Les phantom limbs, ce sont les membres fantômes, ces parties du corps qui ont été amputées, et qui donnent pourtant la sensation de toujours être là, provoquant parfois des douleurs. En considérant le nom de son dernier projet, on se doute des thèmes explorés par Cody Foster, a fortiori si on est familier avec le registre privilégié par celui qui se fait appeler Sadistik. Il y sera question, dans une ambiance morbide et contemplative, de souffrances internes, d'amours complexes et de tourments sentimentaux, en prolongement d'une tradition lancée autrefois par Slug et Eyedea, deux hommes auxquels on a parfois comparé le rappeur de Seattle.
Mais il y aura une surprise en plus, avec ce projet de 22 petites minutes. Et une bonne : le renfort aux beats de Kno, un homme qui aura lui-même déjà usé de ce style qu'on doit appeler, faute de mieux (et tant pis pour la connotation péjorative), l'emo-rap. Ce n'est pas la première fois que les deux hommes collaborent. En 2013 Kno avait déjà produit un titre pour Sadistik, "Kill the Kings", sur l'album Flowers for My Father, où figurait aussi l'autre membre historique des CunninLynguists, Deacon the Villain. Et le rappeur leur avait rendu la pareille un an après, sur la mixtape Strange Journey Volume Three, aux côtés d'Aesop Rock. Phantom Limbs est donc l'aboutissement de ces collaborations. Mais il est aussi l'occasion d'apporter à Sadistik le parfait complément musical, une production aux petits oignons, au diapason de ses raps.
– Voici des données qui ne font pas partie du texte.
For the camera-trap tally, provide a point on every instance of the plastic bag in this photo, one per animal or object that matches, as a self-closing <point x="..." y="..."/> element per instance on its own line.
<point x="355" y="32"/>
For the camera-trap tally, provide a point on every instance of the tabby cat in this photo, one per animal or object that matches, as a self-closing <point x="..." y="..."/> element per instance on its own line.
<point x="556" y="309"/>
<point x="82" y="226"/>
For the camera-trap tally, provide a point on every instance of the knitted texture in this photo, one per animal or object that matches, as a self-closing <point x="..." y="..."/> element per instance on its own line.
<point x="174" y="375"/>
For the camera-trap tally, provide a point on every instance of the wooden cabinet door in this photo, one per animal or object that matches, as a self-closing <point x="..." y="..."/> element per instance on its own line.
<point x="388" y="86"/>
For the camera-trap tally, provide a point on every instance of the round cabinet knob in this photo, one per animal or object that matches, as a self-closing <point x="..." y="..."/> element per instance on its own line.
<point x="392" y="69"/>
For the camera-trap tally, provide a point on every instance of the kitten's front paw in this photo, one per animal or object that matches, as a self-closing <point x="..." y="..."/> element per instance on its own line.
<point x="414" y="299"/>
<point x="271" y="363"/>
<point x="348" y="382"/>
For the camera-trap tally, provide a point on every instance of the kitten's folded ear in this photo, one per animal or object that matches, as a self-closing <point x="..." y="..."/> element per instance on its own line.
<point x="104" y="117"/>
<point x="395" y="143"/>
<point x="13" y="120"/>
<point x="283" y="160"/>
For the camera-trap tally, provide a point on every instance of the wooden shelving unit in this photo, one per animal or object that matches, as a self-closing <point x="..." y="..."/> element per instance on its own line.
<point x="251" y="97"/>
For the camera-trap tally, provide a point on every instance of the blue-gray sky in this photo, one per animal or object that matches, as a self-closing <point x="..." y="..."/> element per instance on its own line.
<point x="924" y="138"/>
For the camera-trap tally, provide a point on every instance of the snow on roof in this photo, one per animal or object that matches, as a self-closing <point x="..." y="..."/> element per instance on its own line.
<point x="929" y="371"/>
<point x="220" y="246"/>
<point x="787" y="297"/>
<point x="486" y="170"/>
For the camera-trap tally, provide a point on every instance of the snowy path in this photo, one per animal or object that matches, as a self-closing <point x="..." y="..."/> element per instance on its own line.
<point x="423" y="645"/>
Les raps de Sadistik, parlons-en. Très clairement, le rappeur est à classer dans la catégorie des littéraires, il est de ceux qui aiment travailler leurs textes, tout comme leurs flows. Il s'engage dans des phrases au vocabulaire riche et complexe, comme avec le posse cut "Unaware", un exercice stylistique avec Metasota, Sheisty Khrist, et ce vétéran du rap new-yorkais qu'est Chino XL. Il construit tout un titre, "In Heaven", au sujet de la dame dans le radiateur d'Eraserhead, le film de David Lynch. Et il cultive en permanence l'ambigüité, il joue des contradictions.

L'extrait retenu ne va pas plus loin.